After this dreamy afternoon, we went to our new couch surfer, Danél.
Our new family
We discovered a house full of life, a smiling and welcoming family (3 children, 3 dogs and 2 cats). Welcomed with wine, music and a wonderful pasta gratin. Danél is 19 years old and she set up the Couch Surfing in her family. Indeed, since April 2018 she has welcomed travelers like us. All weekend there were six travelers, a lot of people in one home. We were meant to spend only one night at their place but ended up spending four nights!

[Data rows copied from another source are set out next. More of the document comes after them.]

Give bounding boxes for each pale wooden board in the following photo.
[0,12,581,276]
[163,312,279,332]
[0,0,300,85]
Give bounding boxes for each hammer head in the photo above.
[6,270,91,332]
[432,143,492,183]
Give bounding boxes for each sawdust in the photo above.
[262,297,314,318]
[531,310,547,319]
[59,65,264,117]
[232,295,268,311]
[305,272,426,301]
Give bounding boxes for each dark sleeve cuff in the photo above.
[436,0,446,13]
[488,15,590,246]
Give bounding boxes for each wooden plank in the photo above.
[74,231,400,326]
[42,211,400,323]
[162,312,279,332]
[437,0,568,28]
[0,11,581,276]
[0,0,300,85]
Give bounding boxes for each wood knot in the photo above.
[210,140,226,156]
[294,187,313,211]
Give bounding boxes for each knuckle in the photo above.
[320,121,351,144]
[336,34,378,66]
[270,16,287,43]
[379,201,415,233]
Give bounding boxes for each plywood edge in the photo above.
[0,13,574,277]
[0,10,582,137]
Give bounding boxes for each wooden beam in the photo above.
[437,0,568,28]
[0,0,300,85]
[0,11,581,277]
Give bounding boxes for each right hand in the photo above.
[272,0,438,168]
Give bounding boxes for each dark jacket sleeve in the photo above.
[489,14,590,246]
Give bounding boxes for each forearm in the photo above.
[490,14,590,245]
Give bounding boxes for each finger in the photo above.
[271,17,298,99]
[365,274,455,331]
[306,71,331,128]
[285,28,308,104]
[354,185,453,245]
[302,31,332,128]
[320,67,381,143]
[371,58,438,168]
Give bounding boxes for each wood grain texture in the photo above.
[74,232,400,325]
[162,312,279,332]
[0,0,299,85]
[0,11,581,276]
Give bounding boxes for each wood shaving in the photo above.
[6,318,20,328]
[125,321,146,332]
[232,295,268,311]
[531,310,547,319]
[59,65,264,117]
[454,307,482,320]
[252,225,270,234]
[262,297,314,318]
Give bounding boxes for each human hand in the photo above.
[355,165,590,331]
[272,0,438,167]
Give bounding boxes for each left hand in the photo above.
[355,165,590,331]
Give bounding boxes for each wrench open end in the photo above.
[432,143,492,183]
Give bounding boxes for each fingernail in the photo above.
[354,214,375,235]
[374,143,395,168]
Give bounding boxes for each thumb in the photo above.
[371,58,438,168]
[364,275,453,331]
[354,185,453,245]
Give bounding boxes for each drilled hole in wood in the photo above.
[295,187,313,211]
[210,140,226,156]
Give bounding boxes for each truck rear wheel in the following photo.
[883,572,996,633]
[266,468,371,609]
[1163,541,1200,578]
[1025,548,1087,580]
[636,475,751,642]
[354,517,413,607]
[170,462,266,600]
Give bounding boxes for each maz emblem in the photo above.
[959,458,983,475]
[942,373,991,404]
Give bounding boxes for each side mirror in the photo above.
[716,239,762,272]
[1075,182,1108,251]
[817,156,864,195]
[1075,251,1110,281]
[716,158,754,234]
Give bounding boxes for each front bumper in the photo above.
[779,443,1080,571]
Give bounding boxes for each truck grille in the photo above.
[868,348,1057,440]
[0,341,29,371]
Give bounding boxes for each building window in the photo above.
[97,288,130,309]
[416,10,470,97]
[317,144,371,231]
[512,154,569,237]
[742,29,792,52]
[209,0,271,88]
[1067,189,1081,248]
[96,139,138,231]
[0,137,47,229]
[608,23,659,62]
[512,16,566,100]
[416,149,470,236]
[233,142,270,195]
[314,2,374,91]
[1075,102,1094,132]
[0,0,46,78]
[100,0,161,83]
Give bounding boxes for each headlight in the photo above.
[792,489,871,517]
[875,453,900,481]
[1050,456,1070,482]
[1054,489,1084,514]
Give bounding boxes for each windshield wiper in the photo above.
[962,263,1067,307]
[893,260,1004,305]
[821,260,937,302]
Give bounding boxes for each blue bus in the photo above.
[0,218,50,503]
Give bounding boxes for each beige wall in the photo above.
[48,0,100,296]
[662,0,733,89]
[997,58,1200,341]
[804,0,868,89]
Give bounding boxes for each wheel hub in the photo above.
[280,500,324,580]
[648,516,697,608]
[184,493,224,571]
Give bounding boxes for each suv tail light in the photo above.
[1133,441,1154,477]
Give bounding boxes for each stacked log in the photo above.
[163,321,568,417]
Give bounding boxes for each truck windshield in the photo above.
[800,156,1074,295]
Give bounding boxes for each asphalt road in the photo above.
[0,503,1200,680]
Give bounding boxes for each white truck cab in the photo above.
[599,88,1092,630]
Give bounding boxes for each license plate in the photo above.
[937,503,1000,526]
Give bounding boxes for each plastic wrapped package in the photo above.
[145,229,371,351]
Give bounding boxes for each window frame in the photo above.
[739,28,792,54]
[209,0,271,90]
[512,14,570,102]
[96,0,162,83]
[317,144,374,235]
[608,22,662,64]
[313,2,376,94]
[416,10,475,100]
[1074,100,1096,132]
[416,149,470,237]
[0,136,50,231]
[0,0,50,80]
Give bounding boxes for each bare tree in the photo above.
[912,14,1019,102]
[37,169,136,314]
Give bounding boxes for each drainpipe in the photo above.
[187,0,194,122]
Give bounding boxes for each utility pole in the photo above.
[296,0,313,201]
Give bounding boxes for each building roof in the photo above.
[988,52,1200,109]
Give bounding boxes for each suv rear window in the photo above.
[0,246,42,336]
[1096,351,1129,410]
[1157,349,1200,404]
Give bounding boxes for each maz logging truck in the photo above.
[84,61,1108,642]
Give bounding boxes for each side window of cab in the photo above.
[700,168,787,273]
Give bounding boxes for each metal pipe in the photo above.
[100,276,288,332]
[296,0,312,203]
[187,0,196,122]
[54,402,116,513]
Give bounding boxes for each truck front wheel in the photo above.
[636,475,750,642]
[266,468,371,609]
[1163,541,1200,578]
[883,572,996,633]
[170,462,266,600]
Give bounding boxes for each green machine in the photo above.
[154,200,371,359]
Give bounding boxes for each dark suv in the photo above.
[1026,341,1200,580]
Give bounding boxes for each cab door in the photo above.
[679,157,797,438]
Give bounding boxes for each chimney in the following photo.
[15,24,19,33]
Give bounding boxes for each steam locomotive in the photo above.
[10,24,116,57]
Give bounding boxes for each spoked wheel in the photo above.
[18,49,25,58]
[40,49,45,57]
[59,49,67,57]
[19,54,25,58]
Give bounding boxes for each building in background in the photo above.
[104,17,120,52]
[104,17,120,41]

Unfortunately, we could not take full advantage of Knysna, our famous money transfer had still not arrived (13 days of waiting …). On Saturday we went to visit “Thesen Island”, a small luxury island with beautiful houses where locals can access their house with their boats using a private entrance from the sea. There are also bars and shops. But we just enjoyed the view with a beautiful sunset over the hills. When we returned to our host a fun vibe was present, we had a wine and wrap party, it was a great evening. On Sunday we decided to go for a hike, Danél, two German travelers and us. But when we got to the entrance of the nature reserve, the security explained to us that because of the fires of last year, sadly many nature reserves were closed to the public.
Knysna suffered a severe drought in June 2017 which caused catastrophic fires in the forests. A big part of the city had to evacuate. Many people died and their houses burnt down. A fire also started while we were there. On Monday the fire from the forests had spread and the city was in turmoil. The sky was between a grey and orange and some ashes were fluttering in the air. We went back to The Heads’ viewpoint to admire this most awesome and terrifying phenomenon that was invading the city.
On Tuesday, it was time for us to move forward on our journey. Very sad to leave Knysna without being able to fully enjoy it, we decided to use our last resources for an activity and camping. We went to “Monkey Land”, the first multi-species sanctuary of roaming primates in the world. A place where more than 700 monkeys of different species lives, in freedom and harmony. For 200 rand (12 euros per person) we could walk in the forest with them. These are orphaned or sick monkeys that are collected in this park. As there are no barriers, they can leave when they want. It was a fun moment that we really enjoyed.
We could not do the other activities that Knysna offers, such as, going to the Jukani park (where you can see lions, panthers, cheetahs) or the birds (enter a huge aviary and be surrounded by birds). But we can still say that the advantages of these parks are that animals are treated respectfully and in their natural environment. Thus, we lived an incredible experience as we were spending time with the animals in their natural habitat.
Then we camped at Plettenberg Bay, a small town 20 minutes away from Knysna. The best campsite we had, in front of a beautiful lake. Unfortunately, there was a lot of wind and rain in the evening (good news to stop the forest fires). We were so cold! (10 degrees in the night).
We left the campsite for the beach as we had to wait and check if we had received our money transfer. We just had enough money to sleep one more night in the campsite and not enough to go to the next stop. We spent more than 3 hours waiting on the beach …
5 pm : no money. So, we had to use our back up plan that we tried to avoid since the beginning of the road trip, withdraw on another bank account the little amount of money that was available and be overdrawn. And we went to the next stop, Port Elizabeth!